Im Zuge des Ukraine-Kriegs besteht die Gefahr, dass Energieträger als politische Waffe instrumentalisiert werden. Bei Kohle und Öl konnte Deutschland durch Vertragsumstellungen seine Abhängigkeit von Russland bereits reduzieren, hier lassen sich die Transportwege auch leichter umlenken - anders sieht es bei Erdgas aus.
Der „Bernrieder Kreis“, ein Expertengremium der Hanns-Seidel-Stiftung zur Energiewende, warnte in seiner Frühjahrssitzung daher: „Auf keinen Fall sollte man eine Kündigung von deutscher Seite aussprechen, denn dies schadet uns mehr als Russland.“ Nicht nur Deutschland, auch andere EU-Länder sind stark von russischem Gas abhängig. Aufgrund der in der EU geforderten Solidaritätsmechanismen sollte das Handeln in der EU eng abgestimmt werden.
Nach Meinung der Experten des Bernrieder Kreises lässt sich die bisherige Liefermenge aus Russland kurzfristig nicht vollständig ersetzen, v.a. in den Wintermonaten nicht. Alternativen werden deutlich teurer sein. Dabei waren die Preise für Erdgas bereits im Vorjahr stark gestiegen, da die internationale Nachfrage durch lange und kalte Winter in vielen Regionen und infolge steigender Konjunktur hoch, Angebot und Füllstände in den Netzen und Speichern jedoch niedrig waren. Spekuliert wird zudem darüber, inwiefern russische Gasproduzenten die Situation künstlich zugespitzt haben bzw. zuspitzen, indem sie ihr Angebot verknappen.

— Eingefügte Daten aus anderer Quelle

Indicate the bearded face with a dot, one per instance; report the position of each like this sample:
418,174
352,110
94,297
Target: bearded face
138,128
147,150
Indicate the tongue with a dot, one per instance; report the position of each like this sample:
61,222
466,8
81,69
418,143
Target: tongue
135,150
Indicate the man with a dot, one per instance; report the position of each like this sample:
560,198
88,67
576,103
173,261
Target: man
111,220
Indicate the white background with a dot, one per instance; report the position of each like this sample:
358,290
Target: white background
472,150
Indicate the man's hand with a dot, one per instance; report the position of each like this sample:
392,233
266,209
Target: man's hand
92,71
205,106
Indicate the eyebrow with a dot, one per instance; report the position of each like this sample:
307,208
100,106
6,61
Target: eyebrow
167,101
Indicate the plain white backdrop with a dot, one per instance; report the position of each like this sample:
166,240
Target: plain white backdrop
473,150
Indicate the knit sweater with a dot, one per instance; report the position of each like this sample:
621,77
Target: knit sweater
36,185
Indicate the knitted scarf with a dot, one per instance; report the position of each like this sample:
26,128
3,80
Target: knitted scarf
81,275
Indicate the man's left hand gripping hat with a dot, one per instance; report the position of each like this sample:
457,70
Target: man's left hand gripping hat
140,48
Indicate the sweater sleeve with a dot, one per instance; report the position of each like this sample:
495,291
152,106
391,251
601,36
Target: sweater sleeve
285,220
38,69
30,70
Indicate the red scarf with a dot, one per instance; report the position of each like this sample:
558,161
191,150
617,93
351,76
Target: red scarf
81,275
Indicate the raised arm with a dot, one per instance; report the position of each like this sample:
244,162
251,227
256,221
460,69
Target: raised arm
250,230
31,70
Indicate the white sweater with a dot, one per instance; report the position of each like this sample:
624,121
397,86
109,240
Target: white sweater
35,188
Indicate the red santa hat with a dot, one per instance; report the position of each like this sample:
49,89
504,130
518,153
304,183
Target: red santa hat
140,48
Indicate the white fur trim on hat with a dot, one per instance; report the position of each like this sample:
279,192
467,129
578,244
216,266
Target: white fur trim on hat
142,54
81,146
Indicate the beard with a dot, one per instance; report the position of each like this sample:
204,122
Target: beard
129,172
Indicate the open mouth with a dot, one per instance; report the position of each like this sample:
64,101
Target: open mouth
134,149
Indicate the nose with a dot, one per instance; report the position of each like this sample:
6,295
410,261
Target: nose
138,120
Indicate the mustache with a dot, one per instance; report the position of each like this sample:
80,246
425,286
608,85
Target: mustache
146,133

Die aktuellen deutschen Großhandelspreise für Gas-Lieferungen (für den Folgemonat) sind stark gestiegen, in nur einem Jahr um 315 Prozent (grüne Linie). Geht man bis 2020 zurück, liegen sie sogar 22-mal höher. Dies liegt auch an der höheren Abhängigkeit von russischem Gas, wie der Vergleich mit den Märkten für Flüssiggas in Asien (blaue Linie) und den USA (orange Linie) zeigt.
Ralf Wagner
Diversifizierung und Einsparung
Klar ist: Deutschland muss seine Quellen für den Energieimport diversifizieren und darf nicht mehr so abhängig von einem einzelnen Rohstofflieferanten sein. Welche Optionen stehen überhaupt zur Verfügung? Nach Einschätzung von Andreas Fischer vom Institut der deutschen Wirtschaft, fallen Erdgasproduzenten wie Norwegen oder Aserbaidschan kurzfristig wegen hoher Auslastung bzw. zu geringer Kapazität bei den benötigen Mengen nicht weiter ins Gewicht. Größere Potentiale liegen für ihn in der Möglichkeit der Flüssiggaslieferung (LNG) aus verschiedenen Teilen der Welt per Schiff, etwa aus den USA oder Katar. Abgesehen von den zum Teil umstrittenen Förderbedingungen in anderen Ländern muss hier bemerkt werden, dass für einen Bezug langfristige Lieferverträge ausgehandelt werden müssen – dabei sollte Erdgas nur als „Brückentechnologie“ eine Rolle spielen, das heißt in der Übergangsphase von fossilen zu erneuerbaren Energien.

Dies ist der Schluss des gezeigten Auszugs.